We also have abandoned the bulky ball-in-cage structure for valves with synthetic leaflets strikingly similar to Starr and Edwards’s first failed designs. But in addition we fashion leaflets from pig, cow, or even human tissue. And in some patients with aortic valve disease, we use a cadaver aorta with intact valves. Best of all, in selected cases surgeons can “resculpt” the diseased valve without even replacing it. When we come later to the future of valve surgery I will show you the most amazing feat of all: restoration of valve function without surgery.

Among the many valve types how do we choose which one to use, what are the pros and cons? Valve resculpting is appealing because we preserve the strength of the heart muscle and do not need to use blood thinners after surgery. Pig or cow tissue valves also eliminate the need for long-term blood thinner treatment, but they deteriorate over ten to fifteen years and must be replaced. Synthetic valves have greater durability but require blood-thinning therapy. So when a valve cannot be repaired, in a younger patient we favor a synthetic valve to avoid repeat surgery, whereas in an older patient we may recommend a tissue valve.

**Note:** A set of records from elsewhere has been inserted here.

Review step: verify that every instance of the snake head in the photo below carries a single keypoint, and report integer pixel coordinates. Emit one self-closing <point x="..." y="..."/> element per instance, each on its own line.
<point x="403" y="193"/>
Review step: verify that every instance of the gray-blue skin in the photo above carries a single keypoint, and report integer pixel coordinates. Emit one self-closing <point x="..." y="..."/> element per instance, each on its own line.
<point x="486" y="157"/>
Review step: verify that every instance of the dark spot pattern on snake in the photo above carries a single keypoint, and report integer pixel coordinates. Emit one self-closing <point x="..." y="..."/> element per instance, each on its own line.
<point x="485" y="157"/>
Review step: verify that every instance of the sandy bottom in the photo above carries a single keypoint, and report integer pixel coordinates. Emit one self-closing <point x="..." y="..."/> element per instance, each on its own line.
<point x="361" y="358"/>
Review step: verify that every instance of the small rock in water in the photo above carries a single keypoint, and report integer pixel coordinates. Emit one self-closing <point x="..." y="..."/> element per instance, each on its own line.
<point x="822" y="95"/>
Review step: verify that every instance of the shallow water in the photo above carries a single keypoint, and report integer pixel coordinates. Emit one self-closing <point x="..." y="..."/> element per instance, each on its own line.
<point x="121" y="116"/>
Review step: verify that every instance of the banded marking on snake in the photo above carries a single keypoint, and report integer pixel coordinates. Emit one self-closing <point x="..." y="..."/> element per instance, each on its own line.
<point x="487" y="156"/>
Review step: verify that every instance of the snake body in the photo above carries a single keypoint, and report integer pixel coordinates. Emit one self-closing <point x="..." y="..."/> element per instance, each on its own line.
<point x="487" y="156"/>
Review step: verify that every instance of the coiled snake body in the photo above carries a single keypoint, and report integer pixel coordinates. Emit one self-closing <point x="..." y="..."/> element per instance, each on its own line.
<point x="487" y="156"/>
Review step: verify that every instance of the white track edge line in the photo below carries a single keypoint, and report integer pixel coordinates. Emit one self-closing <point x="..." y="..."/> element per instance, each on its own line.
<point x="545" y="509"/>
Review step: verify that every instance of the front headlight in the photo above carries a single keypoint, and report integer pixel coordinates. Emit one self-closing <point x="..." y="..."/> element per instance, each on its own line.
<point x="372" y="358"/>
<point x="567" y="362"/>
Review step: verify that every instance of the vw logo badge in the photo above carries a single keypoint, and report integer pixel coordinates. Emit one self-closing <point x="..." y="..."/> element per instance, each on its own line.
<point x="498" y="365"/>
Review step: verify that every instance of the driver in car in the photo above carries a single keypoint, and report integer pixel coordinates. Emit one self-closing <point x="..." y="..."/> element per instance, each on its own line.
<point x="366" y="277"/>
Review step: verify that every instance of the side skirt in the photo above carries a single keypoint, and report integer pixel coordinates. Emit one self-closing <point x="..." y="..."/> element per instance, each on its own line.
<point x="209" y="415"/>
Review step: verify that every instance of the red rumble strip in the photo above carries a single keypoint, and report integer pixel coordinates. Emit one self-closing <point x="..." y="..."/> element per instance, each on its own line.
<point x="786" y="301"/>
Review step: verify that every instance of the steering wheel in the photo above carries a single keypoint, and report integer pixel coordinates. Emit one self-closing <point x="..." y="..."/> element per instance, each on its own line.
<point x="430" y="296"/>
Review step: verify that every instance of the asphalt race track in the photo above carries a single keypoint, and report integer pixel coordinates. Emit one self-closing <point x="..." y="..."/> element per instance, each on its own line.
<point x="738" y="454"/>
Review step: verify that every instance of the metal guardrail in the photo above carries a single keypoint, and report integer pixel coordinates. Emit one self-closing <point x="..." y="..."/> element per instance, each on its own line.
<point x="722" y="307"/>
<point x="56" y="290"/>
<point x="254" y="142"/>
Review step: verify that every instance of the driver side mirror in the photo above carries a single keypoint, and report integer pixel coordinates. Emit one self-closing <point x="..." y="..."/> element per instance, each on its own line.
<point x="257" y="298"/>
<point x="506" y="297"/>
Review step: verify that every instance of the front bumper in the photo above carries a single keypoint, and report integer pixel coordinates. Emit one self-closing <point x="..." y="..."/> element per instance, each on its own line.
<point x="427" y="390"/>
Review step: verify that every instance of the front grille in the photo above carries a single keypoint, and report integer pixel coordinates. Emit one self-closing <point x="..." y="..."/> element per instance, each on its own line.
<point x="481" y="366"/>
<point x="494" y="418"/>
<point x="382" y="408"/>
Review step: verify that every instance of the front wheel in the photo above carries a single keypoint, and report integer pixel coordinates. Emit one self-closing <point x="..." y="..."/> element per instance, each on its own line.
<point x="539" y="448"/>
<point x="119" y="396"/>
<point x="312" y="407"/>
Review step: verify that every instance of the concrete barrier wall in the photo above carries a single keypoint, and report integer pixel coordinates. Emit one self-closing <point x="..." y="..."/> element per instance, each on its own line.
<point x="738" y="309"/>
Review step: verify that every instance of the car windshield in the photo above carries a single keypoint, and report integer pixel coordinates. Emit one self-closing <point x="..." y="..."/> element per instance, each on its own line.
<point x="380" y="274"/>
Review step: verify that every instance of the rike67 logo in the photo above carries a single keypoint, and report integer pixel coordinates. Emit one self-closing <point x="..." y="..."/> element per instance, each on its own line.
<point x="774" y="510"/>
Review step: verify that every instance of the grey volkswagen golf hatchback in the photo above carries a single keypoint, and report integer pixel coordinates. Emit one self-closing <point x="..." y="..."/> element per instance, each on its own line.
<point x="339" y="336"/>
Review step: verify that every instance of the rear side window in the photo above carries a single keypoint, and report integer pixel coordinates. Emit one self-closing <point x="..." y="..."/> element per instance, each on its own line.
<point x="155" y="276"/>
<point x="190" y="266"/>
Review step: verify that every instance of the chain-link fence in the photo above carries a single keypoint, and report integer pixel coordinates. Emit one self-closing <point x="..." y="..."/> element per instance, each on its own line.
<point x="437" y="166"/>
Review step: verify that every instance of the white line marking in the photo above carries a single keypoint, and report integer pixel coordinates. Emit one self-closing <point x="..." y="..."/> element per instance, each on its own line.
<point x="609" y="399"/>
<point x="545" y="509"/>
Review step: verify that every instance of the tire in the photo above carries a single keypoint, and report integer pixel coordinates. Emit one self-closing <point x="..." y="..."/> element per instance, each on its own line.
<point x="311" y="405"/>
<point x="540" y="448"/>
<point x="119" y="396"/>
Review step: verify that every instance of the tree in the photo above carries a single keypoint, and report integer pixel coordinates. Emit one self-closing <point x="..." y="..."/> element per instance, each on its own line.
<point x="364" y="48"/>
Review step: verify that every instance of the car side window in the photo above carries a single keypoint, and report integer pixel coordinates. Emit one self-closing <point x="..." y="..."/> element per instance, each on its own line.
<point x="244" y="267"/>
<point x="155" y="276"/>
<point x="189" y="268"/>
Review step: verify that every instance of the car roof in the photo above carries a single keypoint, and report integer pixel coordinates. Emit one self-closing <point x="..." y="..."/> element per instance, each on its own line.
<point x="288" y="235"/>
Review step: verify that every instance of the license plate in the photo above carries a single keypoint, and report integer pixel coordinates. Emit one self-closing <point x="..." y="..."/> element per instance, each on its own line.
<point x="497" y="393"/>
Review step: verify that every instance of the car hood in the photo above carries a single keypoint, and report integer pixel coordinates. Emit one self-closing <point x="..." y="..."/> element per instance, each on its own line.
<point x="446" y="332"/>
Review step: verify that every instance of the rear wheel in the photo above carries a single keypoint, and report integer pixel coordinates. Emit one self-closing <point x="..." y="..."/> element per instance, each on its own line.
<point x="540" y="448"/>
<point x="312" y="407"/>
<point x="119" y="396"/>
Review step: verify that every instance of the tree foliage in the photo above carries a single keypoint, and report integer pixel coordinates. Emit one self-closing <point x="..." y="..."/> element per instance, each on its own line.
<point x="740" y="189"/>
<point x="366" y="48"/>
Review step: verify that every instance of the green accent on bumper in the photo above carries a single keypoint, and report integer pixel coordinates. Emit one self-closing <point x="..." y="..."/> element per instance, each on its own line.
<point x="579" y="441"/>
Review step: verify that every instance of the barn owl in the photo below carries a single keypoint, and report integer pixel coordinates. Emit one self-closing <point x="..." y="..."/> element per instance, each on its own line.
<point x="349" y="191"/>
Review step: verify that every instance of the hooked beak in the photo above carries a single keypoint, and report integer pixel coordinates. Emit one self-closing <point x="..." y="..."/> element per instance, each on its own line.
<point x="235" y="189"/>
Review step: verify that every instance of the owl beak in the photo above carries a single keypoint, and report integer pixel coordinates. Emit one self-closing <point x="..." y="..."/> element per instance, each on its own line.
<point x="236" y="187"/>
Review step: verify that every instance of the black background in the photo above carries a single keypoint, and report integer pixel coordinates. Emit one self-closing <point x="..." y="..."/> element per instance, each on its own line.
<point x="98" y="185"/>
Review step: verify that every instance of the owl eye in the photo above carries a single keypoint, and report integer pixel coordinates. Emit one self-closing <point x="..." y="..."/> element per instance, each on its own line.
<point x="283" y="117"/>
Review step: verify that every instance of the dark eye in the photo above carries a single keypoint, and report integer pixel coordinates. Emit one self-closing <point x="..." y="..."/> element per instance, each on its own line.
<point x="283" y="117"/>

We recommend surgery based predominantly on a patient’s symptoms and evidence of progressive deterioration of cardiac function. Fainting, angina, or shortness of breath is an indication for surgery for patients with aortic stenosis, since with medical therapy, survival after the appearance of these symptoms is only two to four years. I seldom see mitral stenosis since the virtual eradication of rheumatic fever in the West, but would choose surgery with these symptoms or with coughing blood. For insufficient or incompetent aortic and mitral valves, we use the same criteria, always juggling the uncertainties: the risk of the disease, the risk of surgery, and the benefit of therapy.

In the earliest days, assistants gave the head cardiac surgeon a clear view of the heart by continuously vigorously spreading the ribs with a metal device shaped like a curved hand (now we have mechanical devices). A half century after medical school, I still wince at the memory of “rib retraction,” which required neither brains nor skill, and was assigned to the lowest person on the totem pole. After surgery we hospitalized our surgery patients for two to three weeks, treating them as if they were the human equivalent of expensive, fragile Dresden china. Today, our nurses remorselessly insist on postoperative day one that patients cough, blow into a resistant tube to reinflate their lungs, flex their legs to prevent blood clots, and start walking to restore vitality. If all goes well, we aim for hospital discharge on postoperative day three to five.